Imagine it’s the last series of the regular season, a playoff berth is on the line, and your best player gets so drunk the night before a game that he’s three times over the legal limit for driving, gets taken to the police station at 6 a.m. after a fight with his wife and then comes to the ballpark still drunk.
He goes 0-4 and strands six runners on base in a 5-1 loss. His club wins the next game but winds up missing the postseason after losing Game 163.
Would you want this player on your team?
It’s a question the Tigers are asking themselves about Miguel Cabrera this offseason, and it’s a question other teams — including the Red Sox — could be asking themselves if Detroit puts Cabrera on the trading block.
There is no denying Cabrera’s talent on a baseball field. The 26-year-old first baseman is a .311 career hitter and already has 209 home runs and 753 RBIs in seven seasons. He is a four-time All-Star and owns a World Series ring.
If he keeps producing at that rate, he will have a plaque in Cooperstown one day.
But will he keep producing at that rate?
A few years ago, there were concerns about his weight. Now there are shadows of doubt about his focus.
Cabrera is guaranteed $126 million over the next six years. That’s a lot of money to spend on someone who might — or might not – be disciplined.
The Cabrera case raises a larger issue about character in general.
How important is character? When evaluating great players, how much consideration should be given to mental makeup, what makes them tick, how they conduct themselves, what doesn’t show up in box scores, their personality?
It’s a very subjective argument.
The Oakland Raiders of the mid-1970s had a roster that would have given the Hells Angels a good fight in a bar brawl, and they won a Super Bowl.
The Oakland A’s dynasty of the 1970s was known for beating each other up as much as punishing the opposition.
And Babe Ruth might have played harder off the field than on it, and he was one of the best players in baseball history.
That is just the starting point. The list of professional athletes who have burned the candle at both ends is longer than the Dead Sea Scrolls. "I could tell you some stories" was invented for pro jocks. Most of them are not reading The New York Times every morning, and some of them have probably even used a swear word once or twice before.
Having good manners is not a prerequisite to being a star. Immoral behavior doesn’t preclude entry into any sports Hall of Fame. But there’s a big difference between being a Bible-thumping teetotaler and a good teammate.
A good teammate doesn’t have to be in bed by 11 with the lights out or get a nomination for Father of the Year. A good teammate doesn’t have to help old ladies cross the street or rescue stray dogs from burning buildings. A good teammate doesn’t have to volunteer at a homeless shelter on off days, read to the blind in the offseason or create a charitable foundation to end world hunger.
All of that is nice, but at the end of the day, a good teammate just has to be trusted to give his best effort every time he puts on the uniform. The sad truth is that players are not getting paid to be role models or first-class citizens (some chose to be, but it is not an obligation). They are getting paid to produce, put fans in the seats and help win championships.

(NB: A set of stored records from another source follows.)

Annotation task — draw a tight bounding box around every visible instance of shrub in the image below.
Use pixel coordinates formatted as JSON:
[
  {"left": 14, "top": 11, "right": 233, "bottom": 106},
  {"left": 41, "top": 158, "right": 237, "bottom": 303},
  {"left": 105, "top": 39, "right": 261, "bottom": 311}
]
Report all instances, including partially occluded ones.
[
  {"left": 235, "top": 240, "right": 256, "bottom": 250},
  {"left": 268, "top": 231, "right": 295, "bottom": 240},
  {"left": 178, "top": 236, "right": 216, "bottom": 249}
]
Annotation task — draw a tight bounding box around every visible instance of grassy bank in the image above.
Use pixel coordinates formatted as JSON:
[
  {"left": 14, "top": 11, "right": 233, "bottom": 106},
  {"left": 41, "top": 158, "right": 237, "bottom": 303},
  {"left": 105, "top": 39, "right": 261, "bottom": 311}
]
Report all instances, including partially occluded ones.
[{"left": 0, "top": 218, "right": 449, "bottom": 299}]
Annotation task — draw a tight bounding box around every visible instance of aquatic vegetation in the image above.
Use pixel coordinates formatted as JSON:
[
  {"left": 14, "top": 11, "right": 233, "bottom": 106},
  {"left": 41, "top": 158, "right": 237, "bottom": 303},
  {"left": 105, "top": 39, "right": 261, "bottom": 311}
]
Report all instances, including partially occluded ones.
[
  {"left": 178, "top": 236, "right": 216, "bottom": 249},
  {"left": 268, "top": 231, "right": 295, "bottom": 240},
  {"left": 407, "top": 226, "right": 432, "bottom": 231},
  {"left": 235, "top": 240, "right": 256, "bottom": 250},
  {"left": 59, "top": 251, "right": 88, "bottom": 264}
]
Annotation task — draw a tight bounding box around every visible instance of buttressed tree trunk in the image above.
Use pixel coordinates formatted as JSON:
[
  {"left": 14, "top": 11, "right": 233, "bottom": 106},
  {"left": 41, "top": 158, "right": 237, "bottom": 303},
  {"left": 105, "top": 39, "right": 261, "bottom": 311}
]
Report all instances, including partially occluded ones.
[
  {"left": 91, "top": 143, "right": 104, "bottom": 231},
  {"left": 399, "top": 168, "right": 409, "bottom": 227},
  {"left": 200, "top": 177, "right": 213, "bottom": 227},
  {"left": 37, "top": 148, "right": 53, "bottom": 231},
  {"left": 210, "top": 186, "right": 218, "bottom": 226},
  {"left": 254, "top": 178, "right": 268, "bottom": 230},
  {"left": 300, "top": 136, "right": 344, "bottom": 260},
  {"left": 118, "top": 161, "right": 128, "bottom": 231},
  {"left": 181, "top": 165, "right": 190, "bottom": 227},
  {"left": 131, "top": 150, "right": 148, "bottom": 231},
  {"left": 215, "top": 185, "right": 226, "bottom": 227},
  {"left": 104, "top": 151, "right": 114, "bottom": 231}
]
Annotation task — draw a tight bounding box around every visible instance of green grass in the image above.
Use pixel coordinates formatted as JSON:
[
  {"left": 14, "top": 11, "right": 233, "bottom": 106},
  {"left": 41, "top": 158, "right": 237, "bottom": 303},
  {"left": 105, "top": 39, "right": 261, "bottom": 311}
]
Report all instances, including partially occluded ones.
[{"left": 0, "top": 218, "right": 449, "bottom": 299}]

That means avoiding trouble and being responsible. What players do out of the spotlight is their own business, and no one has the right to tell anyone how they should behave. But a good teammate owes it to his teammates and any organization to come ready to play every day (replace "play" with "work" and this applies to everybody).

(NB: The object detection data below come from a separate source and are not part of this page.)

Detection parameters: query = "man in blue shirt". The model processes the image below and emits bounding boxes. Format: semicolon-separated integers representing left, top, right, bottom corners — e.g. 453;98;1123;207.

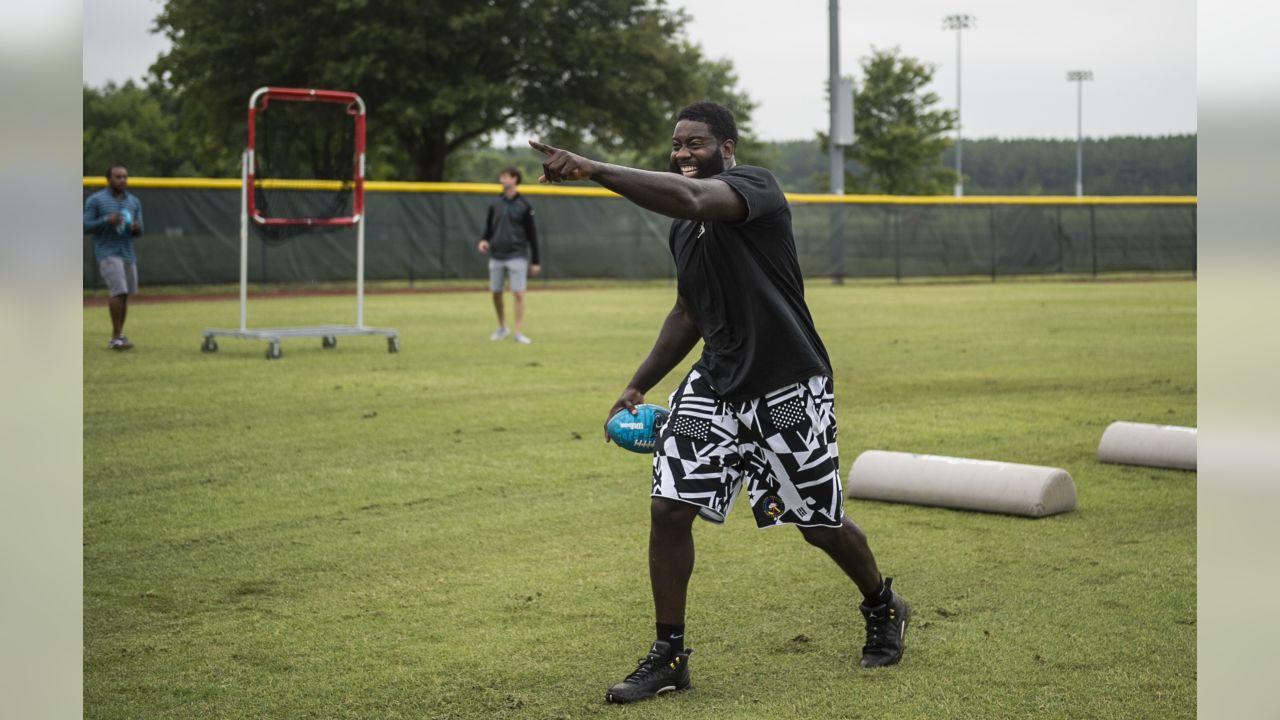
84;165;142;350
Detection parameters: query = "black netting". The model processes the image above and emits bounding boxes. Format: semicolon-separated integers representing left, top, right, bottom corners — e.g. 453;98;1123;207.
252;99;356;242
84;186;1197;287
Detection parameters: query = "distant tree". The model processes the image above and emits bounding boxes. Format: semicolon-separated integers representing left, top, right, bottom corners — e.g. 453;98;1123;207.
154;0;751;181
839;49;956;195
82;81;196;177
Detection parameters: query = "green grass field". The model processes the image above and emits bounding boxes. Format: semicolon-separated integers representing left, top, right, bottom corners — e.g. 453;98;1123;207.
84;281;1197;720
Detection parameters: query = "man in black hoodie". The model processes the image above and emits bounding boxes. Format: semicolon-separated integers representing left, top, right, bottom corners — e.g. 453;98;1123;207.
477;168;543;345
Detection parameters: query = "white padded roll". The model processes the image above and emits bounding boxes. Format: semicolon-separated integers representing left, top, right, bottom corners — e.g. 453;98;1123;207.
1098;420;1196;470
846;450;1075;518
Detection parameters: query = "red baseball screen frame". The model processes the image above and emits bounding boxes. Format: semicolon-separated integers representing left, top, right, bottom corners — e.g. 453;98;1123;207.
244;87;365;227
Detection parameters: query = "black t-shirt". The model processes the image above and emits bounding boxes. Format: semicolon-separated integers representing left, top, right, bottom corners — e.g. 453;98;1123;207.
671;165;831;402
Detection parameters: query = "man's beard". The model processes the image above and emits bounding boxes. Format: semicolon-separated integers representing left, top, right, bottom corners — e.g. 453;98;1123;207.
668;152;724;178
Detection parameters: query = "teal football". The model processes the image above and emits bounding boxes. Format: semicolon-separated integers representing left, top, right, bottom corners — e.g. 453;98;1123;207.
604;404;671;452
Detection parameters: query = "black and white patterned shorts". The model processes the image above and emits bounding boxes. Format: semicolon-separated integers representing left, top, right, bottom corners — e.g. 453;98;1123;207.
652;370;845;528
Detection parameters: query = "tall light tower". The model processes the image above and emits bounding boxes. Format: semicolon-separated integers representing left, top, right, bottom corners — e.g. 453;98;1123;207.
1066;70;1093;197
942;13;978;197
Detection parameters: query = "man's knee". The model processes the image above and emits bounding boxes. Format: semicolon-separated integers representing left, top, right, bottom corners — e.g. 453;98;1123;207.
649;497;698;529
800;518;867;550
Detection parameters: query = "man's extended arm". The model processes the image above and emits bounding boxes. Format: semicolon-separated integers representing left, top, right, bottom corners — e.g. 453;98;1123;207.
529;140;748;223
604;297;701;439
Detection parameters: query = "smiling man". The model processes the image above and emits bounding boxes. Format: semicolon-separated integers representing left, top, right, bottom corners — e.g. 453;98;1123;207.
530;102;910;702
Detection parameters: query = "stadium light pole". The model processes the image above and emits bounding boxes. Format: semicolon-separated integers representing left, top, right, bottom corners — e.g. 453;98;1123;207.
1066;70;1093;197
942;13;978;197
827;0;845;195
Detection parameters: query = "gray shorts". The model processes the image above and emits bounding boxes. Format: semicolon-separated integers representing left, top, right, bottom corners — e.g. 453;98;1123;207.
489;258;529;292
97;256;138;297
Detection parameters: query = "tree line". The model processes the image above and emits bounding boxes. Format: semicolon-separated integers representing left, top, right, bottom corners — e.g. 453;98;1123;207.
83;75;1196;195
768;135;1196;195
83;0;1196;195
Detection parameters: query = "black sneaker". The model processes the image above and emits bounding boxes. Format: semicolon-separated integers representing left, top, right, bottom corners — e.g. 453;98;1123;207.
604;641;694;702
858;578;911;667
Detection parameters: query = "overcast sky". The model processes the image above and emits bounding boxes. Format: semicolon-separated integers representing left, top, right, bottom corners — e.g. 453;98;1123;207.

Cabrera let a whole lot of people down the first weekend of October — his team, Tigers fans, the city of Detroit, Major League Baseball and himself.

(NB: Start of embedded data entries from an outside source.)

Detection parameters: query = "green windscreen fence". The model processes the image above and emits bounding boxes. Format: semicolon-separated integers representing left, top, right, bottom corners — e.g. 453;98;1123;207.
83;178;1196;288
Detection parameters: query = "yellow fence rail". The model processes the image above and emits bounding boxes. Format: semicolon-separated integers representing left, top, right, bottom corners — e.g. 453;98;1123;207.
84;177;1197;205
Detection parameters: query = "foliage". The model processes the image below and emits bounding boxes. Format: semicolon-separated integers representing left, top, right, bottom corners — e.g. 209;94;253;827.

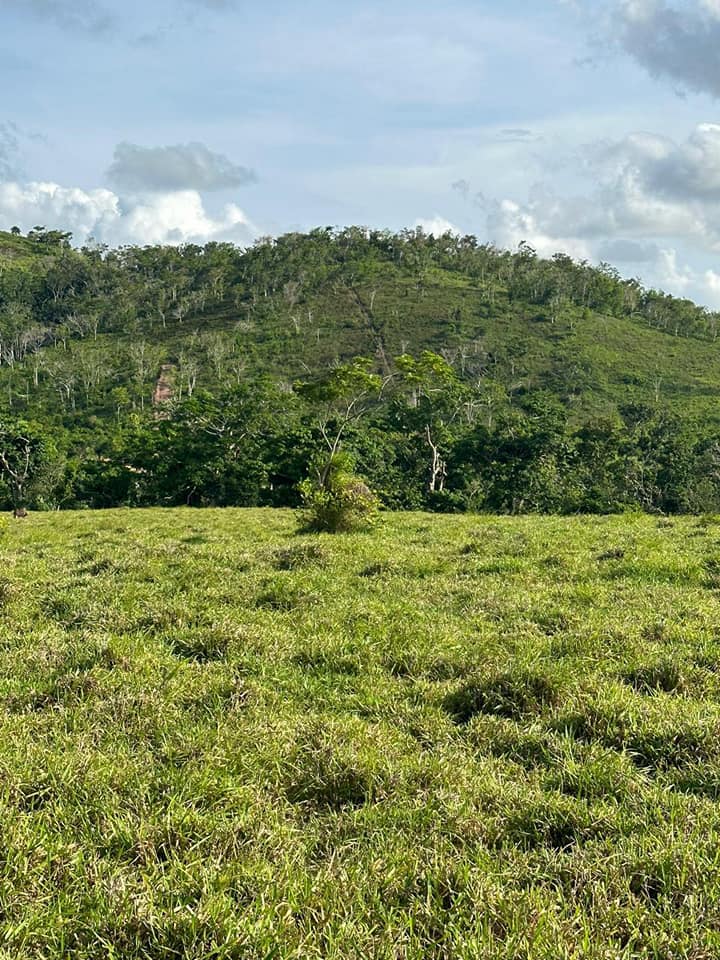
299;453;379;533
0;227;720;513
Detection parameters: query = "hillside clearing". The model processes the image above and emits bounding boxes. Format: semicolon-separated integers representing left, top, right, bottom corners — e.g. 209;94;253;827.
0;509;720;960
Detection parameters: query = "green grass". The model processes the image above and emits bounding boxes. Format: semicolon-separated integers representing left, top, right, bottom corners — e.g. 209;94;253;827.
0;510;720;960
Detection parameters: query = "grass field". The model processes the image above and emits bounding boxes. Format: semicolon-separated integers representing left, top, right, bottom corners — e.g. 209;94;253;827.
0;510;720;960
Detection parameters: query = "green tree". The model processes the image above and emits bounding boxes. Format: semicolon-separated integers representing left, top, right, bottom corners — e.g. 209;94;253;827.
0;420;49;517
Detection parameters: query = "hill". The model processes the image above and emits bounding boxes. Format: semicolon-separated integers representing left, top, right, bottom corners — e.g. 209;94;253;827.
0;509;720;960
0;228;720;506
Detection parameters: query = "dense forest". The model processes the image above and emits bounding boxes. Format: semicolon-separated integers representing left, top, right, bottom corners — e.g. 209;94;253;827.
0;227;720;513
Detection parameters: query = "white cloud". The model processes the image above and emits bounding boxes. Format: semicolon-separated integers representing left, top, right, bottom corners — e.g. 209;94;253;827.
0;0;115;36
0;182;259;246
610;0;720;97
108;143;255;192
415;214;462;237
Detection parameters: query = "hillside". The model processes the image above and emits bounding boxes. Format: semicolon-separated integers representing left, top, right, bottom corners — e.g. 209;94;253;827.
0;228;720;509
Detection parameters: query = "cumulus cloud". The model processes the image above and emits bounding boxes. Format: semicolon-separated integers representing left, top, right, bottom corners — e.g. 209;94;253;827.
415;214;462;237
478;123;720;307
488;124;720;262
108;143;256;193
0;0;115;36
0;182;259;246
611;0;720;97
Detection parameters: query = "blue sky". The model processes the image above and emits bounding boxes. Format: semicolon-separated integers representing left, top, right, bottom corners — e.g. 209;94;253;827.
0;0;720;307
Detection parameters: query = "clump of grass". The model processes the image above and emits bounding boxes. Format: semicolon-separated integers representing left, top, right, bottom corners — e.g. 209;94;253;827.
623;658;685;694
272;543;328;570
595;547;625;562
443;668;561;723
164;627;230;663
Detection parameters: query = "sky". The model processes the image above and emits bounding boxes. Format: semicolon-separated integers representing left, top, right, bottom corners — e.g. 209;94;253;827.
0;0;720;309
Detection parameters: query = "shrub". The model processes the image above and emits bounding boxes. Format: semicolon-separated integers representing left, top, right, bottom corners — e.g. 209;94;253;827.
299;454;379;533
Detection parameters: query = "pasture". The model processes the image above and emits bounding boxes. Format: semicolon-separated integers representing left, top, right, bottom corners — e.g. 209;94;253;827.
0;509;720;960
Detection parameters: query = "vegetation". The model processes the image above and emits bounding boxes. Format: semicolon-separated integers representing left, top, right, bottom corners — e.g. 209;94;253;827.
0;227;720;513
0;510;720;960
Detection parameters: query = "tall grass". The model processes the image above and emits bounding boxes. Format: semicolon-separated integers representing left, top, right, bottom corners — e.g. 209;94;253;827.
0;510;720;960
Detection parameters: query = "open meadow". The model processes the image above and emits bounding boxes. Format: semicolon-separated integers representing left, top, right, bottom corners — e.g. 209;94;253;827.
0;509;720;960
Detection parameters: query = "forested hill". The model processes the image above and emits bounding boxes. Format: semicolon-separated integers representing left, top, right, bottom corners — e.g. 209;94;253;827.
0;228;720;507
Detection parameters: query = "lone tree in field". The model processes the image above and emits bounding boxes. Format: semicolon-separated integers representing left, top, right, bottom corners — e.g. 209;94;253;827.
0;420;47;517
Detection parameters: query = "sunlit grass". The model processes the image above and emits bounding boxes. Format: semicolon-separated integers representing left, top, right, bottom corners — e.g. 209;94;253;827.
0;510;720;960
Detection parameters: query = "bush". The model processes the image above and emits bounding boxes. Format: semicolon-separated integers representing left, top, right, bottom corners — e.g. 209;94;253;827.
299;454;379;533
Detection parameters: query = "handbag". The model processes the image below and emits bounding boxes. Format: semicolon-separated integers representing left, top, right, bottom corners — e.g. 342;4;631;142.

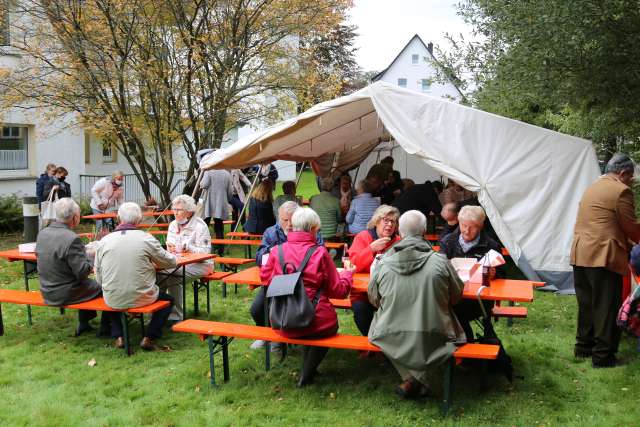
40;191;58;225
267;245;322;330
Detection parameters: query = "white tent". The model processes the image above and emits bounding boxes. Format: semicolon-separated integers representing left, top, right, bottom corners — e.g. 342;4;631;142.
201;82;599;289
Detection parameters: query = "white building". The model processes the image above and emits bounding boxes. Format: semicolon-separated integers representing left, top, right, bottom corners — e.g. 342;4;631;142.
356;34;463;183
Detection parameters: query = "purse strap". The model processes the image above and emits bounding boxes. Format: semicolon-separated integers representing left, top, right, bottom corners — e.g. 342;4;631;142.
278;245;322;307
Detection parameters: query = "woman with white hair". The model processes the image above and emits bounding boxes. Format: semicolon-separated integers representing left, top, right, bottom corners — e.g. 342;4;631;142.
349;205;400;335
158;194;213;323
440;206;504;342
260;208;353;387
91;171;124;231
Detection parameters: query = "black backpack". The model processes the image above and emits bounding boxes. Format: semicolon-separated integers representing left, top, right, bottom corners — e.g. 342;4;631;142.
267;245;322;330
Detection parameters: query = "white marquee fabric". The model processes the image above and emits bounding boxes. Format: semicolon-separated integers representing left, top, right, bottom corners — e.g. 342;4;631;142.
201;82;600;288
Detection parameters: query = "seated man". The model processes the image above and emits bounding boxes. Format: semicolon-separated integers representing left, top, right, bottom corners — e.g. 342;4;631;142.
157;194;213;323
251;202;324;350
36;198;109;335
368;210;464;398
440;206;504;342
309;177;342;240
96;202;176;351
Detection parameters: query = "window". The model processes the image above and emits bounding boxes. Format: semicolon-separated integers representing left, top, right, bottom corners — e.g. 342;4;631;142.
0;0;11;46
102;142;118;163
0;126;29;170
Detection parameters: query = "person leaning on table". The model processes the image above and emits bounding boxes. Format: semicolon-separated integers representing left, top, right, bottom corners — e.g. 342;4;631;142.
251;201;324;351
260;208;353;387
368;210;464;398
90;171;124;232
158;194;213;323
36;198;109;335
440;206;504;342
570;153;640;368
95;202;176;351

Cabrera wasn’t the only reason the Tigers collapsed at the finish line, but it didn’t help to have their cleanup hitter three sheets to the wind at the most crucial point of the season.
Cabrera has had some time to reflect on the ramifications of his actions. Maybe it was just one bad day. Maybe he's struggling with demons.
Like all athletes, Cabrera puts his pants on one leg at a time. And like the rest of us, athletes are prone to the same human failings, pressures and stress we all face as part of daily life. Certain traits increase the odds of surviving the grind.
It’s easy to forget this when you see someone hit a baseball 450 feet.
But character is an important intangible to think about during the hot stove season. Lack of it can do more damage than the worst slump.